Wow, wow and wow again. No more wearables? No more hefty checks? No beaches or tourist spots or social gatherings? Think about the charity! This hardly deserves a response. People, these are the folks we are going up against who are preventing a playoff. They think players value souvenirs and some petty cash more than a chance to legitimately win a championship. These are delusional morons who are far removed from reality. These paragraphs prove it. And again, no worries about a locality supporting a playoff game, home games for all until the Final Four. Then I’m sure there will be no shortage of localities willing to sacrifice their charitable donations to host that event.

Periodically, the NCAA has surveyed the senior student-athletes to see if they want a playoff. In each instance, the response has been about 80 percent opposed. I asked a starting football player at Alabama in September if he wanted a playoff, and he replied, “I would give up the reward we get for a good season to play four more weeks of high pressure, physical work. No thanks.”

We don’t…sniffle…want a hard…sniffle sniffle…playoff….it’s too hard! Oh cry me a river, a college football player backing down from physical work and high pressure? Umm…can I see the methodology of this apparently scientific NCAA survey? I would love to know how that survey goes down…if it does at all.

Bowl games have a great following on television. This past year, the Alamo Bowl between Missouri and Northwestern had higher ratings on ESPN than Duke-North Carolina basketball. However, all bowl television contracts contain a clause that cancels the contract if there is a football playoff.

Great, so if meaningless bowl games get high ratings, then consequential playoff games, even between two lesser known teams, should generate even higher ratings, right? Oh boo hoo, your tv contract got canceled…if these supposedly high ratings exist, wouldn’t networks be lining up to get any one of them?
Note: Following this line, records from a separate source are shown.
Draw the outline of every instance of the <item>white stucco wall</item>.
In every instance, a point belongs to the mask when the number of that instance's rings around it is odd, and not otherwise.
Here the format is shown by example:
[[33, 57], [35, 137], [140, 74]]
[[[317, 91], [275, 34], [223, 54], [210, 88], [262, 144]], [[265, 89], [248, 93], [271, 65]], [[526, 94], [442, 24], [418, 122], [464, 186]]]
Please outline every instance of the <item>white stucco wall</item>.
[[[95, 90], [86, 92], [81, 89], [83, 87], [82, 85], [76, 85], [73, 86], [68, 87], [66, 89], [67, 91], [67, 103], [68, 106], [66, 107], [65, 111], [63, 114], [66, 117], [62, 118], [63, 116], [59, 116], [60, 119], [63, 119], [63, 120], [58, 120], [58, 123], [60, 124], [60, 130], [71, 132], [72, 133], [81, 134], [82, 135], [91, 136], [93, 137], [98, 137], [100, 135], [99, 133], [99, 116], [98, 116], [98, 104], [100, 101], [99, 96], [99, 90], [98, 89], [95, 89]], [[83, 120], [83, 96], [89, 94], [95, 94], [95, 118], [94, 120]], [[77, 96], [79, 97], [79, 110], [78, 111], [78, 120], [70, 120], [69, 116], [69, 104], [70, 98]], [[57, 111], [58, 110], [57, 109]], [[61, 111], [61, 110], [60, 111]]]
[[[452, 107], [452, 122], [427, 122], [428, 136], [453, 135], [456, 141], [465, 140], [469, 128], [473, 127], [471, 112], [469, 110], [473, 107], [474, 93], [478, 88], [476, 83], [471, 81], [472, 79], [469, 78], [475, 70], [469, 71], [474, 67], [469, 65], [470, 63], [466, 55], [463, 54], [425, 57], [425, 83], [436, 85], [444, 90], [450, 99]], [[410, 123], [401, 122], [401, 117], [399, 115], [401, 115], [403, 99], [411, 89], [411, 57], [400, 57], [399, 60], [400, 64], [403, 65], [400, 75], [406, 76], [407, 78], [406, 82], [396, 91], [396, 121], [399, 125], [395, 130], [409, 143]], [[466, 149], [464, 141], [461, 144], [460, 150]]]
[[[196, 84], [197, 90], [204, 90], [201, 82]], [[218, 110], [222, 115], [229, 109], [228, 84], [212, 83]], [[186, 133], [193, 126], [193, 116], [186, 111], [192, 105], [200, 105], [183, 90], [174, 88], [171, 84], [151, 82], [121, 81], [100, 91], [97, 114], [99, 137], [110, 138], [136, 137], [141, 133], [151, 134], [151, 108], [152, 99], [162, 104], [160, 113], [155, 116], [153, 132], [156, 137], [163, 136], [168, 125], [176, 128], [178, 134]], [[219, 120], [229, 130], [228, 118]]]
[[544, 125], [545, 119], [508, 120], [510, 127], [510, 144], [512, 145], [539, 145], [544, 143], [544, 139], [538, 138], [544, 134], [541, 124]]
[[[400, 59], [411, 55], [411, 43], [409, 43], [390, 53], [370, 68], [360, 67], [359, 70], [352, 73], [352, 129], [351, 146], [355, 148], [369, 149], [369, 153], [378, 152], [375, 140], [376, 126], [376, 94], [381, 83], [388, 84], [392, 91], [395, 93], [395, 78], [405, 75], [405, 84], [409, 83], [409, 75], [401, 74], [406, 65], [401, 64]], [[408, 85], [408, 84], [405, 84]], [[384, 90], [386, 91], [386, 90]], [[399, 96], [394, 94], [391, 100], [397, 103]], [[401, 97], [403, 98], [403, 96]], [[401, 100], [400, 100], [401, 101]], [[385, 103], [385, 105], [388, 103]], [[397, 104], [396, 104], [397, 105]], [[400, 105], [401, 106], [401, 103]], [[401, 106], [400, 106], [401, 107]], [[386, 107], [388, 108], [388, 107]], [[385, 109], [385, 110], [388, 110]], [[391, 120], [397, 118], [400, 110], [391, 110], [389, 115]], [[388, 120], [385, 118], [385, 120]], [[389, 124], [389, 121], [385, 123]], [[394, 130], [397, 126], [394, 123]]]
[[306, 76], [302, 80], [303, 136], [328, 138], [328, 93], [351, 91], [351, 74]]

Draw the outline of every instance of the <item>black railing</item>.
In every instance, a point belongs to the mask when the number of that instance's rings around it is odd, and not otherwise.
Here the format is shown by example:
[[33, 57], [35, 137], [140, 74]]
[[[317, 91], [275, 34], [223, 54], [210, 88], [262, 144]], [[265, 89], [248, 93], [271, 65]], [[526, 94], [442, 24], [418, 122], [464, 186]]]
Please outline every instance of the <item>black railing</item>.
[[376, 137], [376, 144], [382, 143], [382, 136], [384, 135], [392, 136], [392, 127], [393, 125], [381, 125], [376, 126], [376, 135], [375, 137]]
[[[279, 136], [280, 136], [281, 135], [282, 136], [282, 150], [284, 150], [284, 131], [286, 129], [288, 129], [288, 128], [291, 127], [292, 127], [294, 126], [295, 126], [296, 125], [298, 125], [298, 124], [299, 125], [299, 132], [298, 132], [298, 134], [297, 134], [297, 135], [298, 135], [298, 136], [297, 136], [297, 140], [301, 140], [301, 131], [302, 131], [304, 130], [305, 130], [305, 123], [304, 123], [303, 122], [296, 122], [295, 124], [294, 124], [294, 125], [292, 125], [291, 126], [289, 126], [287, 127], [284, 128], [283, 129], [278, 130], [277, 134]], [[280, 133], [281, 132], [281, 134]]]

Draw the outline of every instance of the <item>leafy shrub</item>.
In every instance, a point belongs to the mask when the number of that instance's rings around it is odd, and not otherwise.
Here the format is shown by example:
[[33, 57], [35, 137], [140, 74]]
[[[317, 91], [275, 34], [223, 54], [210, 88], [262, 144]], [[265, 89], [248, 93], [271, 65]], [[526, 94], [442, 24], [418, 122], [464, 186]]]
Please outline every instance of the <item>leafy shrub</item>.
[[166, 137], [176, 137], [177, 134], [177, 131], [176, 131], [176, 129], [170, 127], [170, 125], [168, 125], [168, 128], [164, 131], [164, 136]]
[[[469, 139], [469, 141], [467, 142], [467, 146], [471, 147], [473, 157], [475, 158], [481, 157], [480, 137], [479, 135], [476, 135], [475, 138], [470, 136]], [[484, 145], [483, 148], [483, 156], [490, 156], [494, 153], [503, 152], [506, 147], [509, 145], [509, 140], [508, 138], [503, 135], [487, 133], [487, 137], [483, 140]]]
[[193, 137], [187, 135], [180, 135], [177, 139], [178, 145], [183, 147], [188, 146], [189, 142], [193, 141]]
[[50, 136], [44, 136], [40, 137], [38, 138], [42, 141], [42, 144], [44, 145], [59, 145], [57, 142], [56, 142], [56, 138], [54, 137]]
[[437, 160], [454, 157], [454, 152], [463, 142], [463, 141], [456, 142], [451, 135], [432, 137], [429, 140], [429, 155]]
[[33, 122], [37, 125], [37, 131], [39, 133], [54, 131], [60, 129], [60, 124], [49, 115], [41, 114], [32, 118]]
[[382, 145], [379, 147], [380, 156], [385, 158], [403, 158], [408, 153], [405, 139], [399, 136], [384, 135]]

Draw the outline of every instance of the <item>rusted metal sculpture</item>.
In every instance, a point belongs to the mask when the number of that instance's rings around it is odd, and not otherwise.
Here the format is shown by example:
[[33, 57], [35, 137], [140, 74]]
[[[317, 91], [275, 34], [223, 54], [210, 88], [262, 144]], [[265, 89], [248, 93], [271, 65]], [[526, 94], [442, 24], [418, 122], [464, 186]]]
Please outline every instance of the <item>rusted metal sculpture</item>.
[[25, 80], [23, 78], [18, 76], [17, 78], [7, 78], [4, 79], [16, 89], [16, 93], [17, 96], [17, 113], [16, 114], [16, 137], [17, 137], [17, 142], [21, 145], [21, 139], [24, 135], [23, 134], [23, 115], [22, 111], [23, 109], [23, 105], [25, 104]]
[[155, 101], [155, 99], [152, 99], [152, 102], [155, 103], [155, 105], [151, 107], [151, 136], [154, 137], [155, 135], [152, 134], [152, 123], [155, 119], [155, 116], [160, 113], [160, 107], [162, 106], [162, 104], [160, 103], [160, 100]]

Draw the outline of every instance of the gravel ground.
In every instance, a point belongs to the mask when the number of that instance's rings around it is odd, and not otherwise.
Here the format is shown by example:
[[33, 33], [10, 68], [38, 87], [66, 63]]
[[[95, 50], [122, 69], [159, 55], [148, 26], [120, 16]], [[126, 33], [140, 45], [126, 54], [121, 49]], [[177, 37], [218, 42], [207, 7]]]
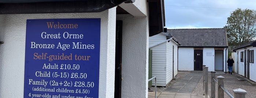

In short, the idea that the bowl system could be utilized as the early round playoff is pure fantasy. There will be no bowls if a playoff system is initiated. Only 16 teams would play postseason. Do you think the Southeastern Conference, which has 10 teams playing in bowl games this year, will support for one second a system in which only two or three teams go to playoffs? How many coaches get fired for not making the playoffs when just two or three get to play? We have more than 60 teams going to bowl games this year. No one will agree to a system that only 16 get to go.

Easily refuted- just play the bowl games and playoffs separate from each other. Simple solution. First two weeks of December are the first two rounds of the playoff. Next 10-14 days are for bowl games. After all bowl games, the playoff semis and final go down. Easy as that.

And of course what it always comes down to- money. So the SEC loses 10 bowl games. Think of this- how much revenue does an SEC team share with their bowl opponent? I might venture a guess at half. How much money does a home team make for any given game? More than half maybe? So if SEC teams were ranked 1 and 4 like what would have probably happened this year, and assume they win the first two rounds, that is 4 home games for SEC teams. Quite a chunk of change. Throw in the other random bowl games in mid December and you have oodles more revenue than 10 lame games.

There is a too much at stake to let some senator who votes on a bill he has never seen or some newspaper publisher who has never seriously considered Division I-A football to make a knowledgeable decision about the greatest game in America.

But there isn’t enough at stake to stop some retired administrator turned instructor from deciding the rest of us are all “undereducated” and can’t figure out how to make a playoff work with a bowl system.